Tatuaje
En la entrevista que me hizo Mariana Norandi para este diario, aparece un brinco estrafalario que dio mi mente y que de ninguna manera es responsabilidad de la inteligente periodista, al incluir entre los exponentes del realismo, así haya sido con algún matiz, a Mauricio Jiménez, David Olguín, Mauricio García Lozano y Martín Acosta, quienes han roto todas las barreras con sus propuestas; pienso que los alcances del realismo, a principios de este siglo, es una asignatura pendiente que debe ser discutida a profundidad por teóricos y teatristas. Aclarado esto, y antes de entrar en materia, quisiera preguntar públicamente qué es lo que está ocurriendo en el Centro Cultural del Bosque y a quién o quiénes se puede responsabilizar de los desaguisados que ocurren en sus espacios. El día del estreno de Tatuaje fueron sustraídos objetos que los actores habían dejado en sus camerinos del teatro Galeón (al parecer algo semejante ya había ocurrido en las funciones de Clipperton) y los productores de El Milagro ya levantaron la queja correspondiente. Para colmo, en ese día, sábado en la mañana, los poli-cías negaban acceso al estacionamiento al público asistente. Estos uniformados, que han venido a sustituir a los llamados franeleros, son tanto o más nefastos que ellos, con su prepotencia y malos modos, sus negativas a dejar entrar a los vehículos de los espectadores, sobre todo cuando hay algún evento en el Auditorio, con lo que están ahuyentando al público de los teatros del perímetro. Las quejas son muchas, algunas públicas, y el caso que se hace de ellas en este país en que nunca cuenta la ciudadanía, es nulo. Por eso hay que insistir e insistir por todos los medios posibles.

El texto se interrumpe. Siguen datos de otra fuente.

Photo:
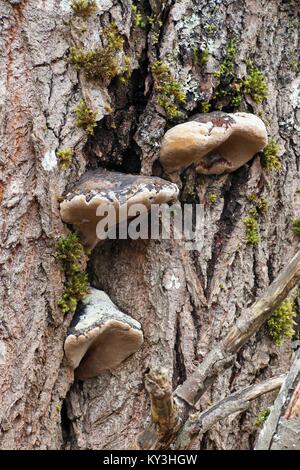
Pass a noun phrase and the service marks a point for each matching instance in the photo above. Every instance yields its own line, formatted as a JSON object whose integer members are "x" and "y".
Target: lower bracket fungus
{"x": 214, "y": 143}
{"x": 100, "y": 337}
{"x": 98, "y": 191}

Tatuaje de la dramaturga bávara asentada en Berlín Dea Loher, quien a su regreso de una larga estancia en Brasil realizó estudios de dramaturgia con Heiner Müller y ha acumulado multitud de premios con sus obras, ya había tenido una lectura dramatizada en la Semana de teatro alemán que se realizó en 2003 -y a la que ya me referí en algún artículo anterior- dirigida por David Olguín. El Milagro la presenta ahora como tercera escenificación programada -durante 14 funciones matutinas de los sábados- en los cuatro meses en que será responsable del teatro El Galeón. Si muchos pensamos que la lectura dramatizada era ya casi un montaje, el actual sigue casi los mismos lineamientos aunque con leves variaciones, hasta donde me alcanza la memoria. El escenógrafo Gabriel Pascal y el propio director David Olguín optan esta vez por una gran austeridad, utilizando sólo la pequeña mesa familiar y las cuatro sillas que, dispuestas de otro modo, serán el centro nocturno en donde se conocen Ana y Paul, o la florería de este último y la casa de Ana y Paul con el añadido de la maleta que hará de cuna. La parte posterior del escenario queda a oscuras, de donde emergen a veces los personajes, sobre todo el extraño negro silencioso interpretado por Lino Alexis Salvent, con su cajita de música y que a veces hace de ''hombre negro'' del teatro oriental, aunque el director nunca abusa de ese recurso.
El duro texto de Loher se divide en varias escenas, cuyo título va diciendo una voz en off -de Verónica Quezada- e intercala diálogos y algunos monólogos y, en última instancia, es la brutal disección de una familia encabezada por un hombre abusador y sexualmente irrefrenable, el panadero Wolfang Wucht, alias El lobo Mete-saca. Su estúpida identificación con los africanos (sin especificar país del inmenso continente) de los que inventa costumbres y el rezo de Ana al dos negro, suscitan la aparición de Una Presencia que estará siempre vigilante. Dar más datos sería vender la trama, con la vuelta de tuercas del final. Habría que hablar del trazo siempre acertado del director con todos los contrastes de tono y ritmo y del desempeño de los actores. Joaquín Cosío, que pasa de la salacidad bestial al autoritarismo excesivo. Laura Almela, como la autodevaluada Lucía con los excelentes matices que logra en todo momento. Magali Boyselle transita de la huraña víctima a la alegría del amor. Mariannela Cataño, en su corto papel de Lulú, la hija menor, celosa y postergada, con sus eternos pleitos con Ana y su nada disfrazado desprecio por la madre a la que llama Julie Caradeperro. Jordi Piñol, también excelente en sus cambios del ingenuo enamorado al marido que, tampoco él, puede olvidar el tatuaje que dejó El lobo.